What to do when your Planner Fails
What type of planner is right for you?
At one point I had three different planners! I had an expensive self-designed planner, an appointment book, and on a goal directed planner. Guess what they had in common?
They were all empty.
I realized no matter HOW many planners I had, and no matter WHAT their purpose, a planner wasn’t going to help if I didn’t write in it.
I felt like a failure.
It didn’t occur to me that maybe paper planners weren’t my thing.
Schools force students to use paper planners in 1st grade, but many students don’t get the purpose. We have these big beautiful brains; don’t they have a job to do? What do you mean they can’t remember homework, soccer practice and binge watching?
I think we give our brains too much credit.
We need to create a system that takes the pressure off our brains so we can fill it with the items we need for important things, like knowledge to pass a test.
Short term memory only holds things for, duh, a short time. Prior to the internet, we might have been ok holding dates in our brains. Now we have Google at our fingertips which allows us to fill our brains with TONS of short term memory facts like, where to buy a cheap dress for prom, how to score a goal, and my recent search, how to blow your nose with a nose ring.
These trivial facts flow in and out of our memory so often that our brain doesn’t know what to move we need to commit to long term memory anymore. How can our brain know that a math quiz is more important then sport scores?
We have to get it down. Whether it is by taking pictures with our phones, writing in a planner, or using an online system- we can no longer trust our brains.
If you surrender and accept that as fact, what will we do instead?
Your kiddo has to come up with a system that works for them and they have to practice it. A LOT.
I offer three different options: Paper, digital and big board (not to be confused with Big Bird).
How do you know what’s right for you? Let’s take a look:
Paper- The tried and true paper planner. Thanks to Etsy, we can now find a variety of printable formats to fit our needs. The con is that they don’t have the capability to remind us once we write it down. It requires a four-part system – get out the planner, write it down, take it out, prioritize. This needs to be repeated multiple times if you are a student!
Electronic- The great thing about electronic planners is the reminder options. You can now get pings and dings all day on your phone. You can even ping an accountability partner to remind you! The cons to this system is that you have to take the time to enter the information, your teacher may forbid you to use your phone, and your phone can get lost or die.

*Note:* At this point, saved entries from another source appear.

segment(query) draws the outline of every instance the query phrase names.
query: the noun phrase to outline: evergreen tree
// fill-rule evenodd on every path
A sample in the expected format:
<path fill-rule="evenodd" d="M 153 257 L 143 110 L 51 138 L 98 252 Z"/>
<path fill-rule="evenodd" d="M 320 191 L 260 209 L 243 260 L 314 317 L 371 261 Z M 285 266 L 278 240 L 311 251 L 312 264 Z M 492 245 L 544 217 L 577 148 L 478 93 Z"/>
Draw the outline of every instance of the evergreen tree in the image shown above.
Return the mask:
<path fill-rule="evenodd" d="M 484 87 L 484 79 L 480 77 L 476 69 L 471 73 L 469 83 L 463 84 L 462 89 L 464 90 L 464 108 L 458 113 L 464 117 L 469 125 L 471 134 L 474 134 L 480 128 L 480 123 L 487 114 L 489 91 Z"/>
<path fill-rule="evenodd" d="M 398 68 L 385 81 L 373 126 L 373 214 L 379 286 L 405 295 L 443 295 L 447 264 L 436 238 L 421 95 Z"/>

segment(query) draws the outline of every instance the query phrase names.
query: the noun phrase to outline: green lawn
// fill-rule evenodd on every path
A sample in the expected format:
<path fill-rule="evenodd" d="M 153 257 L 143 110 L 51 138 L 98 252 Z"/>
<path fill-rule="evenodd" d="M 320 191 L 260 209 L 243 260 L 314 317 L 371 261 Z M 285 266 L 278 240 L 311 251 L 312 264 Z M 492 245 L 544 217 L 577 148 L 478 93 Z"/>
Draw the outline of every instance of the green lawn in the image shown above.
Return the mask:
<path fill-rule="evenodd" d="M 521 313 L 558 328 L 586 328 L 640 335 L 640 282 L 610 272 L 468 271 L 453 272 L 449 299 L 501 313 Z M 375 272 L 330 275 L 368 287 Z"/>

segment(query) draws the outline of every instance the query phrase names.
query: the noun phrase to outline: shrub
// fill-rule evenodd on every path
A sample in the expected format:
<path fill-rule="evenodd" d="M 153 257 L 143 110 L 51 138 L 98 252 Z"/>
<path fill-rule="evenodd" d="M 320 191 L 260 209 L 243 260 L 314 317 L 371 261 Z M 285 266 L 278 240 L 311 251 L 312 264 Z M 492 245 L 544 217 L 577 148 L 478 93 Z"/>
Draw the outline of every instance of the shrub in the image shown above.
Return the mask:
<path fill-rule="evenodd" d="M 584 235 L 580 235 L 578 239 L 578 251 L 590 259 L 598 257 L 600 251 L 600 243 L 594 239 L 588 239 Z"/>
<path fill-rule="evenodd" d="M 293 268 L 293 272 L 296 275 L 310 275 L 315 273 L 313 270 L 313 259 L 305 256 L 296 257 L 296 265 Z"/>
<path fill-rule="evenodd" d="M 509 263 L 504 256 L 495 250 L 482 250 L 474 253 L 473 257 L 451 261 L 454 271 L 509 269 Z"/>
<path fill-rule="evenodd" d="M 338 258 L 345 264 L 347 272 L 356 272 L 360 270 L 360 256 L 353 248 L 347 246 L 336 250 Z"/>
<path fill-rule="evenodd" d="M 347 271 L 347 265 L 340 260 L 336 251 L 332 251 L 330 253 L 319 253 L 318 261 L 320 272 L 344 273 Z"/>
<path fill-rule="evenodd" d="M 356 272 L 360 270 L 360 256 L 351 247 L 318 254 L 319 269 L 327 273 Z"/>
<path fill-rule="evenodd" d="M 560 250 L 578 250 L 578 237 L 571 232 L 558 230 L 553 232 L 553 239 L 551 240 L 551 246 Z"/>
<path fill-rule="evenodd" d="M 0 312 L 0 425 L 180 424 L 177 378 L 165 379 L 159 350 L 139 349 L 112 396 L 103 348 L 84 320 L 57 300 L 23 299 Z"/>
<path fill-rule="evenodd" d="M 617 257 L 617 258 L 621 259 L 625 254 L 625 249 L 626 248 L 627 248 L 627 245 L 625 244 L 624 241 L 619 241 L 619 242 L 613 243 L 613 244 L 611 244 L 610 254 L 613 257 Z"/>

Big and Bold- Wall calendars are great for seeing the big picture. You can also put them in a location that is sure to be seen every day. A lot of my students put them in their rooms. The down side is they are not portable. Pictures can work, but it takes time to get into that habit.

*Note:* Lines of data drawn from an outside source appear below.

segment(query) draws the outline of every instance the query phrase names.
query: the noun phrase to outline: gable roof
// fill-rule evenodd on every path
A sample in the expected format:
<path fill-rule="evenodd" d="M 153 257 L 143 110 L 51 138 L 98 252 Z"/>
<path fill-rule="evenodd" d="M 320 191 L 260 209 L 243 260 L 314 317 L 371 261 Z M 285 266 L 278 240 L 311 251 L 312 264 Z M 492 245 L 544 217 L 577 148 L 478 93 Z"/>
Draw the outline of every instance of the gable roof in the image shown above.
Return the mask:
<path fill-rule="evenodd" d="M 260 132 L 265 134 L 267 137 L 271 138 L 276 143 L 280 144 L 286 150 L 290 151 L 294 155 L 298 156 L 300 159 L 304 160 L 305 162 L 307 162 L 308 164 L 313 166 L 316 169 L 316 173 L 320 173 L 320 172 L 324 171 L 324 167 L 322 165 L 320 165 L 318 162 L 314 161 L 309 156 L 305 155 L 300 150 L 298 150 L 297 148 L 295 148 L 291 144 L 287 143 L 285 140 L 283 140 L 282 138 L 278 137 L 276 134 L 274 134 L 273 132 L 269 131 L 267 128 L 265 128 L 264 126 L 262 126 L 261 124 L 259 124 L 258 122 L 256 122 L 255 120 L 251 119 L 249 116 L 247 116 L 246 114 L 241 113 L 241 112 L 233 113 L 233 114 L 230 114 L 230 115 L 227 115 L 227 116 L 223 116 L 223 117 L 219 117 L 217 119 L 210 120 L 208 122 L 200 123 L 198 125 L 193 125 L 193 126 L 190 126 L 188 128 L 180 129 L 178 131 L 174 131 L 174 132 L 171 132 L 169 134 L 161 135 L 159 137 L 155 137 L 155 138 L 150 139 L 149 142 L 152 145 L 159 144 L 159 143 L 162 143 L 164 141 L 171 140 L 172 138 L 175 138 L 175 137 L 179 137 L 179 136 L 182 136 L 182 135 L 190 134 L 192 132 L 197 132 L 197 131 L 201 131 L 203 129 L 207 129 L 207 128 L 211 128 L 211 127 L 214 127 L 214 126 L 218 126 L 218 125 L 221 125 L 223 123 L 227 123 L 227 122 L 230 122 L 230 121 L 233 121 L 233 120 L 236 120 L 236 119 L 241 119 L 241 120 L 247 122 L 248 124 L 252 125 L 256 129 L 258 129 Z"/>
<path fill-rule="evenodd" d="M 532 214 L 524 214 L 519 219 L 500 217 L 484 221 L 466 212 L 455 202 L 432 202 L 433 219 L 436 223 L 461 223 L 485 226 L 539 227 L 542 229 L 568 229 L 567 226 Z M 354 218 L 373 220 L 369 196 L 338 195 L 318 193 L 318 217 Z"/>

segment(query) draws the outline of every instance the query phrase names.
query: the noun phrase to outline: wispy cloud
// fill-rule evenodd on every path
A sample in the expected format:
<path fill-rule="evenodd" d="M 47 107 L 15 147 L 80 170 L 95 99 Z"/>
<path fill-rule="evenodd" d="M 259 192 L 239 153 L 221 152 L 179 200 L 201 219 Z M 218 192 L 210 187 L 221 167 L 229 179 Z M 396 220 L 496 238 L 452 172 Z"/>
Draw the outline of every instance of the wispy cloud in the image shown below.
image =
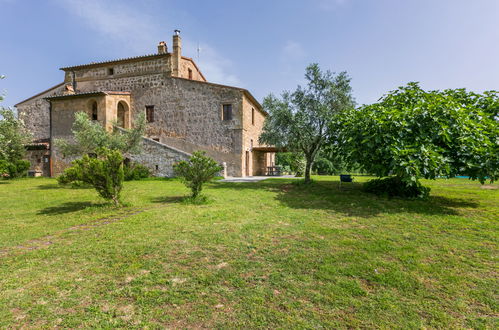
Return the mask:
<path fill-rule="evenodd" d="M 183 42 L 183 52 L 192 54 L 208 81 L 226 85 L 241 85 L 239 78 L 230 73 L 234 64 L 231 60 L 224 58 L 220 53 L 208 44 L 199 45 L 199 59 L 197 56 L 198 45 L 187 40 Z"/>
<path fill-rule="evenodd" d="M 282 48 L 282 55 L 284 60 L 286 61 L 289 60 L 296 61 L 304 58 L 307 55 L 307 52 L 300 43 L 293 40 L 289 40 Z"/>
<path fill-rule="evenodd" d="M 2 1 L 2 0 L 0 0 Z M 174 21 L 148 14 L 135 8 L 132 4 L 125 4 L 116 0 L 54 0 L 59 6 L 75 15 L 85 25 L 96 33 L 106 36 L 122 47 L 133 50 L 138 54 L 152 52 L 157 36 L 164 34 L 165 21 Z M 155 22 L 161 22 L 161 26 Z M 161 40 L 165 40 L 162 38 Z M 167 43 L 171 47 L 171 42 Z M 171 49 L 171 48 L 170 48 Z M 197 45 L 192 41 L 183 40 L 183 55 L 197 59 Z M 210 45 L 201 45 L 199 66 L 205 77 L 211 82 L 221 84 L 239 84 L 239 79 L 231 73 L 232 62 L 220 55 Z"/>
<path fill-rule="evenodd" d="M 154 45 L 152 17 L 139 13 L 118 1 L 56 0 L 69 13 L 82 20 L 89 28 L 133 51 L 143 51 Z"/>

That’s what I do with my students. We practice their ideas and keep what works and chuck the rest. We do this through goal setting and graph charting. My students begin to learn what works and develop a planner system they can rely on.
Paper planners are great if they work for you, but you can also explore wall calendars, dry erase calendars and electronic options. They key is to use them regularly and effectively. Commit to one system for a week and see what happens!